Вошёл Карабеков, потопал сапогами у порога, сбивая налипшую грязь. Он так и не смог окончательно отвыкнуть от домашней привычки, что в комнату в обуви заходить неприлично.
— Салам, ребята!
— Привет, Шишкин, — отозвался за всех Ромашкин. — Заходи, не топчись, как гусь, не к тёще пришёл. Тут и без тебя уже натоптали, твоя незаметна будет.
— Шишкин, это кто? — полюбопытствовал Карабеков.
— Шишкин — это Карабашкин. В кино ходить надо, темнота.
И Ромашкин снова загнусавил свой бесконечный припев про кашевара.
— Веселее петь надо, — подбодрил его Карабеков. — Не живой ты, что ли?
— На голодное брюхо, Карабек, петь скучно.
— Это верно, — поддержали Ромашкина, — слушать песни тоже веселее, когда сыт… да пьян, да нос в табаке.
— Хорошее слово всегда кстати, — улыбнулся Карабеков, — дайте-ка закурить, братцы.
Ромашкин перестал играть и с любопытством уставился на Карабекова.
— Ну, ты даёшь! Второй день побирается — и глазом не моргнёт!
— Не жадничай, Ромашкин, не жадничай. Такого первоклассного шофёра, как я, уважать надо и угощать. Если у меня уши без курева опухнут, слышать ничего не буду — как твою пушку потащу?

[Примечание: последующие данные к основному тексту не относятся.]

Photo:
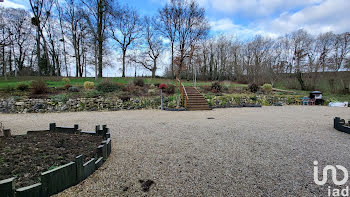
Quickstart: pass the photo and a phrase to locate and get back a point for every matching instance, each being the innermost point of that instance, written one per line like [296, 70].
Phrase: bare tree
[41, 10]
[97, 13]
[125, 29]
[192, 27]
[148, 59]
[169, 26]
[300, 45]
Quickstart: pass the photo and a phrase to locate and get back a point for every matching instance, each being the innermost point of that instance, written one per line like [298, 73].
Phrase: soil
[27, 156]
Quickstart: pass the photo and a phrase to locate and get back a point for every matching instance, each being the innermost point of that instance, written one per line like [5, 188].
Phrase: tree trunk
[100, 36]
[172, 59]
[38, 48]
[154, 68]
[124, 53]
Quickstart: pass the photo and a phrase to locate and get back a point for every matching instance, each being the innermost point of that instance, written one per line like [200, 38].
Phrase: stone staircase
[196, 100]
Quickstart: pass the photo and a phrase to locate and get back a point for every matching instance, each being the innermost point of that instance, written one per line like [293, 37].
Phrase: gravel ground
[265, 151]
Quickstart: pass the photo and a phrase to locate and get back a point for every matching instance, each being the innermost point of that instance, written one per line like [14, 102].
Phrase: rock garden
[140, 93]
[45, 162]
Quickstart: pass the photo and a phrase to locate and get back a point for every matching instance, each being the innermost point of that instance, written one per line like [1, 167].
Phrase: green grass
[12, 82]
[57, 81]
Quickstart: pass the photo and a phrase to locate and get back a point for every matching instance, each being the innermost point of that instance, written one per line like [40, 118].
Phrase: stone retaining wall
[65, 176]
[79, 104]
[339, 124]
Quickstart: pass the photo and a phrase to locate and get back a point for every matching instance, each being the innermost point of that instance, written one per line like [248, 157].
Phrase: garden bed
[27, 156]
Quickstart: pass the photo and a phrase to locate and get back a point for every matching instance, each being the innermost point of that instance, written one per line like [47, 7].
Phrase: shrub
[170, 89]
[39, 87]
[92, 94]
[267, 88]
[66, 80]
[139, 82]
[253, 87]
[107, 86]
[120, 85]
[67, 86]
[73, 89]
[124, 97]
[216, 87]
[60, 98]
[151, 92]
[206, 88]
[88, 85]
[9, 89]
[22, 86]
[162, 86]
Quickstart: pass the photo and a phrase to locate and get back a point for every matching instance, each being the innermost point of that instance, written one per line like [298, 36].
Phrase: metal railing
[182, 89]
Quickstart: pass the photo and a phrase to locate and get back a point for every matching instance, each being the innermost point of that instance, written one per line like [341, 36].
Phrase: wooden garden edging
[339, 124]
[65, 176]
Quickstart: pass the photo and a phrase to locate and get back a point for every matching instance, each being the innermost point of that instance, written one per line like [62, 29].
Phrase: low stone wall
[339, 124]
[65, 176]
[79, 104]
[227, 101]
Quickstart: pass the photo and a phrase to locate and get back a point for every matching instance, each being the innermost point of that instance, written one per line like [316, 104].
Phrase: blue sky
[246, 18]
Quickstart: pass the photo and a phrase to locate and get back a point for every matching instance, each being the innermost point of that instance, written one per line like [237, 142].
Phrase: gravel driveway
[265, 151]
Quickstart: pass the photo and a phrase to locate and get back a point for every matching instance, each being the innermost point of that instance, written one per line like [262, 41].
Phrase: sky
[246, 18]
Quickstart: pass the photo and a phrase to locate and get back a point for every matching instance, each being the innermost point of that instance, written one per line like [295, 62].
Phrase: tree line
[65, 37]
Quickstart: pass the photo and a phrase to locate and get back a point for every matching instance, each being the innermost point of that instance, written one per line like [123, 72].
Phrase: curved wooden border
[339, 124]
[65, 176]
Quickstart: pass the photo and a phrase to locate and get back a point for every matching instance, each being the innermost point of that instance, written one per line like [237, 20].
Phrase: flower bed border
[65, 176]
[339, 124]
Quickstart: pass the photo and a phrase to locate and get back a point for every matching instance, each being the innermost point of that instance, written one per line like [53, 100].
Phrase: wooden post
[7, 133]
[161, 99]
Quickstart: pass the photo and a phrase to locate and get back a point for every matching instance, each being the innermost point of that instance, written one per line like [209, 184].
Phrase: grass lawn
[12, 82]
[57, 81]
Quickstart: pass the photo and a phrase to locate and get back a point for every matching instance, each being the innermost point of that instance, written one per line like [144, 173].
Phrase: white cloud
[331, 15]
[256, 8]
[227, 26]
[10, 4]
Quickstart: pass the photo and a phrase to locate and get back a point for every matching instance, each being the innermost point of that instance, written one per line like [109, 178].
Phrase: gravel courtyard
[266, 151]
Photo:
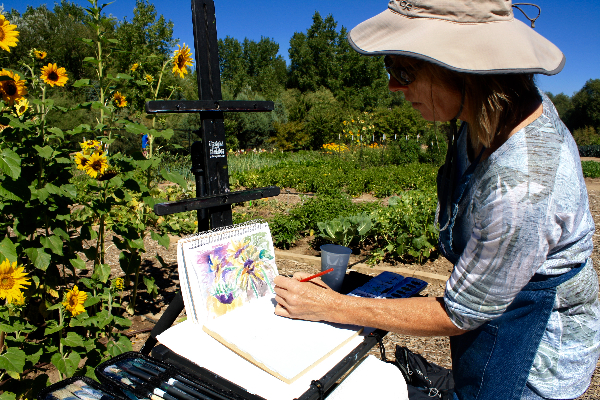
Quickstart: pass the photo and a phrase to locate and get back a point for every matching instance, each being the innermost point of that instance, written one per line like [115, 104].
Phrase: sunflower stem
[60, 334]
[135, 283]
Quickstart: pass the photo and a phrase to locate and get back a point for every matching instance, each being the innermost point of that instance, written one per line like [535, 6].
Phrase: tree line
[320, 97]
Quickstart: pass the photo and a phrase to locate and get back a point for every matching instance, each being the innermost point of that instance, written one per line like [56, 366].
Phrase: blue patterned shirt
[528, 213]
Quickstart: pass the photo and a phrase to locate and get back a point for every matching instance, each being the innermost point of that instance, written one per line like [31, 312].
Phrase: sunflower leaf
[121, 346]
[8, 250]
[44, 152]
[66, 365]
[13, 360]
[164, 240]
[174, 177]
[52, 327]
[72, 340]
[92, 60]
[10, 163]
[81, 82]
[39, 258]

— Ты уж натаскал! Где ложбина, там и сели. На, кури, первоклассный!
— Теперь не сядем, — заверил Карабеков, сворачивая цигарку. — Мне Ганс машину настроил — лучше твоей гармошки мотор играет.
— Во-первых, это не гармошка, а немецкий аккордеон марки «Гогнер», темнота-матушка. Понимать надо.
— А во-вторых, что?
— А во-вторых, не верю я твоему немцу. Он тебе обязательно напортачил что-нибудь в моторе — в самый критический момент подведёт.
— Поживём — увидим, — беззаботно пыхнул дымкой Карабеков и направился к выходу. — Поехал я, братцы.